A version of this article appears in the September 1 issue of Aviation Week & Space Technology.

Under new ownership, Frontier Airlines shifted earlier this year to become the third U.S. ultra-low-cost carrier. But with rivals Allegiant Air and Spirit Airlines already established, can Frontier succeed? 

The answer is likely “yes,” as the U.S. market is not saturated with bargain airlines as is Europe’s or even Asia’s. It helps that what was once the most powerful of no-frills carriers—Southwest Airlines—is acting more like a major network airline, with relatively high costs and a focus on high-yield markets. And with three other carriers—United, Delta and American—also chasing high-value customers, there is room at the bottom.  

Equally helpful is the fact that Spirit and Allegiant, while consistently profitable, remain niche carriers. Fort Lauderdale, Florida-based Spirit is growing—it intends to have 143 aircraft by 2021—but for now has 58 Airbus A320-family aircraft, which the carrier flies mainly on high-volume routes between major North American cities. (Spirit intends to have 65 aircraft by year-end.) Las Vegas-based Allegiant, meanwhile, not only is still small (70 aircraft), but its niche is flying to vacation destinations from cities Frontier is unlikely to serve such as Bismarck, North Dakota; Owensboro, Kentucky; and Belleville, Illinois. 

While the Frontier brand started in 1950, this iteration began in 1994 when investors restarted the carrier in Denver after Continental Airlines closed its hub there. Frontier was a niche, mostly full-service North American network airline for nearly 20 years and developed a loyal following in Denver. Republic Airways, which had been a contract operator for Frontier, bought the entire airline in 2009 when it was in bankruptcy, but sold it last year to Indigo Partners. Republic said  it wanted to focus on regional business. Indigo is led by former America West Airlines CEO William Franke. 

The Indigo team has presided over Frontier’s newest strategy: focusing on larger airports such as Washington Dulles and Cleveland. After United said earlier this year it would no longer operate a hub at Cleveland, Frontier added 14 destinations there, including Dulles, Phoenix, Chicago O’Hare and New York LaGuardia. United retains a hub at Dulles, but Frontier is growing there too, with plans for 18 more routes by mid-November.

The Washington network proves why Frontier’s model should succeed. While it will serve some leisure destinations from Dulles, Frontier will also fly to many legacy airline hubs and former hubs, including Minneapolis/St. Paul; Atlanta; Chicago; Detroit; Cincinnati; Charlotte, North Carolina; and Memphis, Tennessee. Fares are high in those markets, making them ripe for Frontier to undercut competitors and still profit.

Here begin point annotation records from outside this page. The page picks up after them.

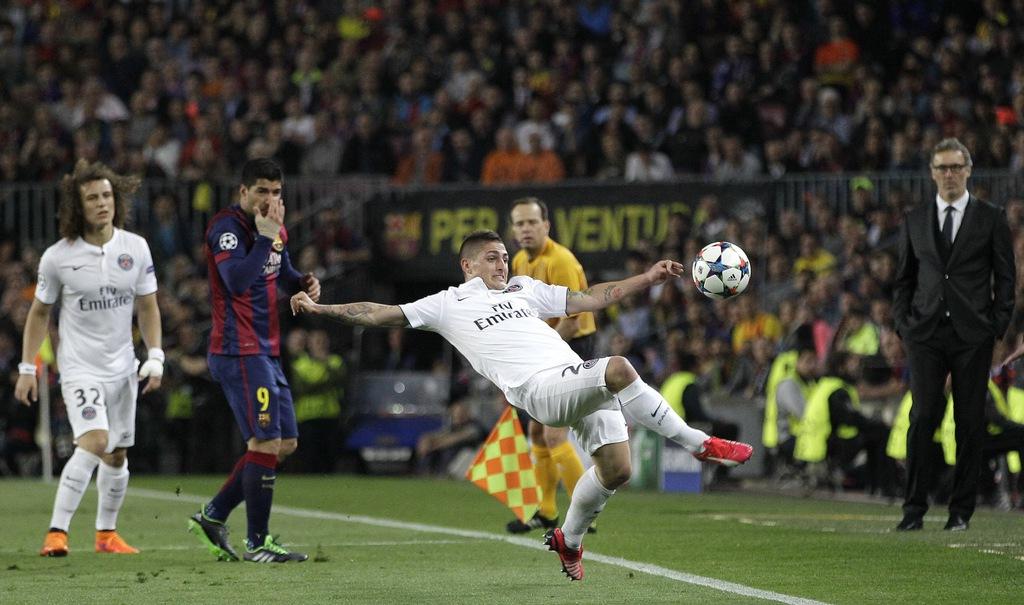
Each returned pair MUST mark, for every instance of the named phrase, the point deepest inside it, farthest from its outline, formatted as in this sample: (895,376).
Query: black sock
(258,477)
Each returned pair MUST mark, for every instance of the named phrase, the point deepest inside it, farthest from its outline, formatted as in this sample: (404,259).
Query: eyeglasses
(950,168)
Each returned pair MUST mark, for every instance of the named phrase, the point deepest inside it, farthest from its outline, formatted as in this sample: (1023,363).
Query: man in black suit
(952,299)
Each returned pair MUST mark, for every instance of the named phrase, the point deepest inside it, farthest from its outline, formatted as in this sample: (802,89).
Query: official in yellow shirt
(542,258)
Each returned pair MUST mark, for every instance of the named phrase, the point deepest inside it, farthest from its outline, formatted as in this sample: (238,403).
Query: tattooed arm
(602,295)
(364,313)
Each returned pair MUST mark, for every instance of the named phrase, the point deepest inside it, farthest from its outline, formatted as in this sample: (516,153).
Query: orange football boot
(110,542)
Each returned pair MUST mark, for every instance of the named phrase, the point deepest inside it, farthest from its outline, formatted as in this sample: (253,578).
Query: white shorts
(102,405)
(574,396)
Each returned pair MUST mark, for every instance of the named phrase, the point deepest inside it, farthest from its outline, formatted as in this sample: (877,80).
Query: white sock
(589,499)
(74,480)
(112,482)
(643,405)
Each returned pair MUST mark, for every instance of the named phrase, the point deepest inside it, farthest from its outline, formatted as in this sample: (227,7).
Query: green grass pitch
(414,541)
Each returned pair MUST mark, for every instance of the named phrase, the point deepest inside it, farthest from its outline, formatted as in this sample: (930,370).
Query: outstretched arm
(363,313)
(599,296)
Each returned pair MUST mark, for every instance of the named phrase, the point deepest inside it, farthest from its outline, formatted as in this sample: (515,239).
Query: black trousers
(944,354)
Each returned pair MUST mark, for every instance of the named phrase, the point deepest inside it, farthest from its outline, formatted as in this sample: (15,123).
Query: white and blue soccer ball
(721,270)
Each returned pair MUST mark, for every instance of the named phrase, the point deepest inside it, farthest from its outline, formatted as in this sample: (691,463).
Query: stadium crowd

For a two-day trip from Dulles to Atlanta in October, Frontier shows up lowest, with a roundtrip fare of $125—or $330 less than Delta and United. Even accounting for extra fees for items such as carry-on and checked bags and beverages, leisure customers will still save money. The economics are similar for other new Frontier routes between large cities, such as O’Hare to Atlanta, O’Hare to Denver and Dallas to Las Vegas.

“Frontier can go into the biggest market and carve off the lowest fare pieces that the legacy airlines don’t want,” says Hubert Horan, an Arizona-based aviation consultant. “They will take Wednesday afternoon and Saturday evening.”

There are, however, concerns about Frontier’s big-airport strategy. Most of the new flights operate between 3-5 times each week, probably not enough to scare legacy competitors. But if Frontier added two daily flights between Dulles and Atlanta, United and Delta might react differently, perhaps with bargain fares and frequent-flier program promotions. Frontier, which recently made its frequent-flier program less passenger-friendly, might not be able to respond. 

Spirit is another concern. It does not fly to Cleveland and Dulles, but often prefers major airports and has sizable operations at O’Hare, Dallas/Fort Worth, Houston Intercontinental and Detroit Metro. Eventually, Spirit could decide it wants to compete with Frontier in more markets. Or Frontier, seeking its own growth, may try to compete with Spirit on key routes. That could spark difficulties. “If all this competition ends up doing is cannibalizing the existing markets for ultra-low-cost carriers, that could lead to trouble,” says George Hamlin, a Fairfax, Virginia-based aviation consultant. 

But Spirit CEO Ben Baldanza told Aviation Week he was not particularly worried about Frontier. “Frontier says they want to be like us,” Baldanza said. “But the reality is their costs are significantly higher than ours. They have said some things, but until we see them coming anywhere close to our costs, we’re not really worried about Frontier.”